In my first attempt I was trying to do this without using the unmixedness of an ideal $I$ generated by $\mathrm{height } I$ number of elements, but it seems that I cannot. (Hat tip to Hailong).
So here is the statement that one needs:
Thm Let $I\subseteq A$ be an ideal generated by $\mathrm{height } I$ number of elements. If $A$ is Cohen-Macaulay, then $I$ is unmixed, that is, it does not have any embedded primes. In other words, every associated prime of $I$ is a minimal prime.
I will certainly not include a proof, because there is no point repeating one of the proofs in the literature. A relatively simple one can be found in Bruns-Herzog's Cohen-Macaulay rings (Cambride University Press). I think if you are willing to discuss regular sequences, then this should be OK and you may have already discussed the Cohen-Macaulay property, or even this theorem, although I kind of doubt it.
However, you don't actually need to discuss CM for this. In fact, this theorem is where the name "Cohen-Macaulay ring" comes from, because it is true that if every such ideal is unmixed, then the ring is Cohen-Macaulay and more importantly, the start of the CM property is a theorem of Macaulay from 1916 that states that the above theorem holds if $A$ is a polynomial ring.

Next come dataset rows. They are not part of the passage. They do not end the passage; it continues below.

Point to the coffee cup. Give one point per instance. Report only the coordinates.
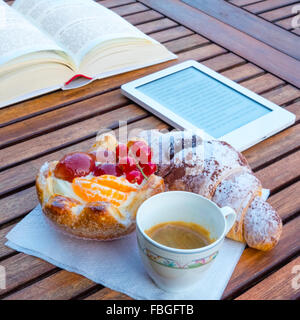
(172, 269)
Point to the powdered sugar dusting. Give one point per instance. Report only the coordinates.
(262, 224)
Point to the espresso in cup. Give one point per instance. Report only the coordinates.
(164, 220)
(180, 235)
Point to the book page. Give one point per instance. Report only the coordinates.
(19, 37)
(77, 25)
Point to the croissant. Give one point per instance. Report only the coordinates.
(215, 170)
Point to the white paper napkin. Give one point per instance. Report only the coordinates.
(114, 264)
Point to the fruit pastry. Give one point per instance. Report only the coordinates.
(95, 195)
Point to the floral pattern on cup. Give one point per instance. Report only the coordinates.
(175, 264)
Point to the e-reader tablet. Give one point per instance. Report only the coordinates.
(191, 96)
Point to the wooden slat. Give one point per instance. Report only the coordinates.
(107, 294)
(241, 3)
(254, 263)
(130, 9)
(263, 83)
(186, 43)
(243, 72)
(250, 24)
(287, 201)
(274, 147)
(18, 203)
(23, 268)
(230, 38)
(283, 95)
(69, 135)
(286, 24)
(4, 251)
(277, 286)
(224, 62)
(171, 34)
(268, 5)
(281, 172)
(62, 117)
(277, 14)
(60, 286)
(143, 17)
(157, 25)
(295, 108)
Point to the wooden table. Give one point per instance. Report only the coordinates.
(260, 51)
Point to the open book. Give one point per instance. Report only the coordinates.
(50, 44)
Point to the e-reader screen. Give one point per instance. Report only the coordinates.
(204, 101)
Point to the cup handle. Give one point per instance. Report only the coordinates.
(230, 217)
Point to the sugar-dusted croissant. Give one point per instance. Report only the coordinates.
(217, 171)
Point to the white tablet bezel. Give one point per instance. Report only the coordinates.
(241, 138)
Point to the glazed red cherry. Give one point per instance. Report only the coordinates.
(104, 156)
(121, 150)
(135, 176)
(108, 168)
(127, 164)
(149, 168)
(78, 164)
(141, 151)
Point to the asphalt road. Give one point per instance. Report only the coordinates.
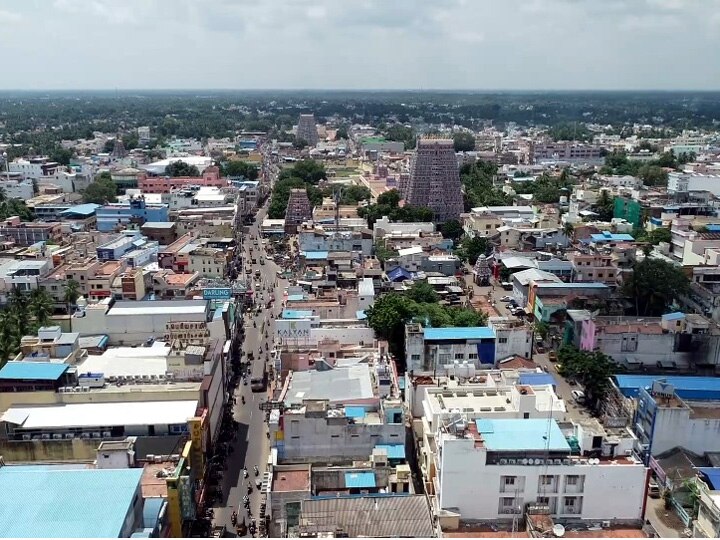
(252, 446)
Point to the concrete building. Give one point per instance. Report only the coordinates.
(298, 210)
(307, 129)
(434, 179)
(429, 350)
(86, 502)
(313, 237)
(117, 216)
(513, 337)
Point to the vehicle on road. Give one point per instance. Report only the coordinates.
(258, 378)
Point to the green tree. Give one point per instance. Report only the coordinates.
(423, 293)
(452, 229)
(102, 191)
(180, 168)
(71, 293)
(240, 168)
(653, 286)
(42, 306)
(591, 369)
(464, 141)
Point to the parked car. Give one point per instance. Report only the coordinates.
(653, 489)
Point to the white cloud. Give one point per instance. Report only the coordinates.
(360, 43)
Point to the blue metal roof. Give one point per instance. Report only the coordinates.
(704, 388)
(296, 314)
(38, 371)
(85, 210)
(536, 379)
(394, 451)
(470, 332)
(315, 255)
(355, 412)
(520, 434)
(398, 273)
(712, 476)
(66, 503)
(359, 480)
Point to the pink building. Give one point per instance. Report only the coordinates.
(164, 184)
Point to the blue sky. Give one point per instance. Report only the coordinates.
(416, 44)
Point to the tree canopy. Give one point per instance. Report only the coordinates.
(653, 286)
(102, 191)
(388, 205)
(590, 369)
(464, 141)
(240, 168)
(477, 179)
(180, 168)
(388, 315)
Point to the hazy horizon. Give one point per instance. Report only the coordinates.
(404, 45)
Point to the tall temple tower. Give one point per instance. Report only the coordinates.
(435, 180)
(298, 210)
(307, 130)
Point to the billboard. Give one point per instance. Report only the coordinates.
(217, 294)
(293, 329)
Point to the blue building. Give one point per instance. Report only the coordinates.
(117, 215)
(56, 501)
(431, 350)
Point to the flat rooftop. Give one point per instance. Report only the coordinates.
(471, 332)
(295, 480)
(128, 361)
(522, 434)
(36, 371)
(92, 415)
(51, 502)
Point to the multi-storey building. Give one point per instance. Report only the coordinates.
(307, 129)
(298, 210)
(434, 179)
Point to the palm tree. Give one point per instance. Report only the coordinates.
(42, 306)
(71, 293)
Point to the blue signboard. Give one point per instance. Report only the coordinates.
(217, 294)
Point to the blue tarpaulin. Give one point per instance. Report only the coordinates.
(359, 480)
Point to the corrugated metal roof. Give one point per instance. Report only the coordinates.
(470, 332)
(63, 503)
(685, 387)
(370, 516)
(394, 451)
(364, 479)
(39, 371)
(535, 379)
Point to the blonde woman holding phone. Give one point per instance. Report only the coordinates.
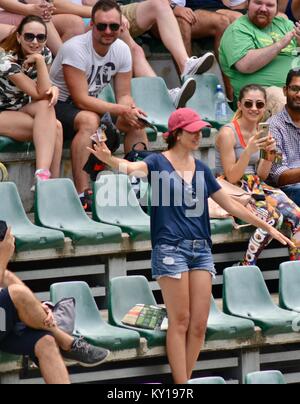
(245, 152)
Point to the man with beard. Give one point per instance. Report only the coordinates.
(259, 48)
(285, 128)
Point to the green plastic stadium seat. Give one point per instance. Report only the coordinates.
(207, 380)
(203, 100)
(269, 377)
(289, 286)
(8, 145)
(28, 236)
(151, 95)
(221, 226)
(224, 327)
(245, 294)
(68, 214)
(124, 294)
(89, 322)
(123, 209)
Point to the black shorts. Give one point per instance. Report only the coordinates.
(15, 337)
(66, 113)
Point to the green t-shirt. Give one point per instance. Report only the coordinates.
(243, 36)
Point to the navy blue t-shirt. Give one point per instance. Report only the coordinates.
(179, 210)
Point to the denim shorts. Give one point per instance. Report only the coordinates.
(184, 256)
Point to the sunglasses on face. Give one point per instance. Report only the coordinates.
(41, 38)
(259, 104)
(103, 27)
(295, 89)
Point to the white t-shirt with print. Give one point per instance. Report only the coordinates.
(79, 52)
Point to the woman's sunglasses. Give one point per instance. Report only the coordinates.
(103, 27)
(41, 38)
(258, 104)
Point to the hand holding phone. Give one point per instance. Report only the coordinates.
(3, 230)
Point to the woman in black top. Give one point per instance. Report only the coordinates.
(27, 97)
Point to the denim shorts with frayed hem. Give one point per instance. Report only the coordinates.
(171, 260)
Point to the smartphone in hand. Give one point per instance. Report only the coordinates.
(263, 130)
(3, 230)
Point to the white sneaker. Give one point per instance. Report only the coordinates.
(200, 65)
(180, 96)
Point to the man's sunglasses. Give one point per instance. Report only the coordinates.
(41, 38)
(103, 27)
(259, 104)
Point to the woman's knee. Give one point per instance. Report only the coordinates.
(18, 294)
(87, 121)
(181, 322)
(46, 347)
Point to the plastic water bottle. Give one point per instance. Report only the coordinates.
(221, 110)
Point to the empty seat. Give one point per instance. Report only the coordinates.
(245, 294)
(115, 203)
(124, 294)
(89, 322)
(203, 100)
(269, 377)
(221, 326)
(28, 236)
(207, 380)
(68, 215)
(289, 286)
(151, 95)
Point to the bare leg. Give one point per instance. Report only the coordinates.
(152, 12)
(56, 162)
(68, 26)
(141, 66)
(132, 137)
(176, 297)
(32, 314)
(44, 132)
(200, 297)
(35, 122)
(232, 15)
(51, 363)
(86, 124)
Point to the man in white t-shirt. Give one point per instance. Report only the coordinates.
(84, 66)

Then the next move towards creating this famous name was a theorem of Cohen from 1946 that states that the above theorem holds if $A$ is a regular local ring. Clearly you only need Macaulay's theorem and there must be a simple proof of that somewhere. Perhaps you can adopt the proof from Bruns-Herzog for that special case and make it shorter. There is also a reference to Macaulay's original paper in that book, but I doubt that that's a really good solution to go back to, but you can certainly try.
So, assuming this theorem here is how to prove that
Proposition If $f_1,\dots, f_n$ are polynomials in $n$ variables such that $Z(f_1,\dots,f_n)$ is finite, then $f_1,\dots, f_n$ is a regular sequence.
(this is not exactly how you stated it, but you can get to this situation easily by choosing a hyperplane that misses all the intersection points and restrict to the complement)
Claim 1 If $Z(f_1,\dots,f_n)$ is finite, then any irreducible component of $Z(f_1,\dots, f_r)$ is of dimension $n-r$ for any $1\leq r\leq n$.
Proof Let $W$ be an irreducible component of $Z(f_1,\dots, f_r)$. Then by Krull's principal ideal theorem $\dim W\geq n-r$ and $\dim (W\cap Z(f_{r+1},\dots, f_n))\geq \dim W -(n-r)$. Since by assumption $\dim (W\cap Z(f_{r+1},\dots, f_n))=0$, it follows that $\dim W\leq n-r$ and hence has to be equal to it. $\square $
Corollary The ideal generated by $(f_1,\dots, f_r)$ has $\mathrm{height}=r$ and hence by the Thm it is unmixed.
Claim 2: Let $M$ be a finitely generated module over the ring $A$ and $x\in A$. Assume that all associated primes of $M$ have the same height and that $\dim M/xM<\dim M$. Then $x$ is not a zero-divisor on $M$.
Proof: The assumption implies that $x$ cannot be contained in any associated prime of $M$ and hence cannot be a zero divisor. $\square $
Claim 1, Corollary, and Claim 2 combined imply that $f_1,\dots,f_n$ is a regular sequence.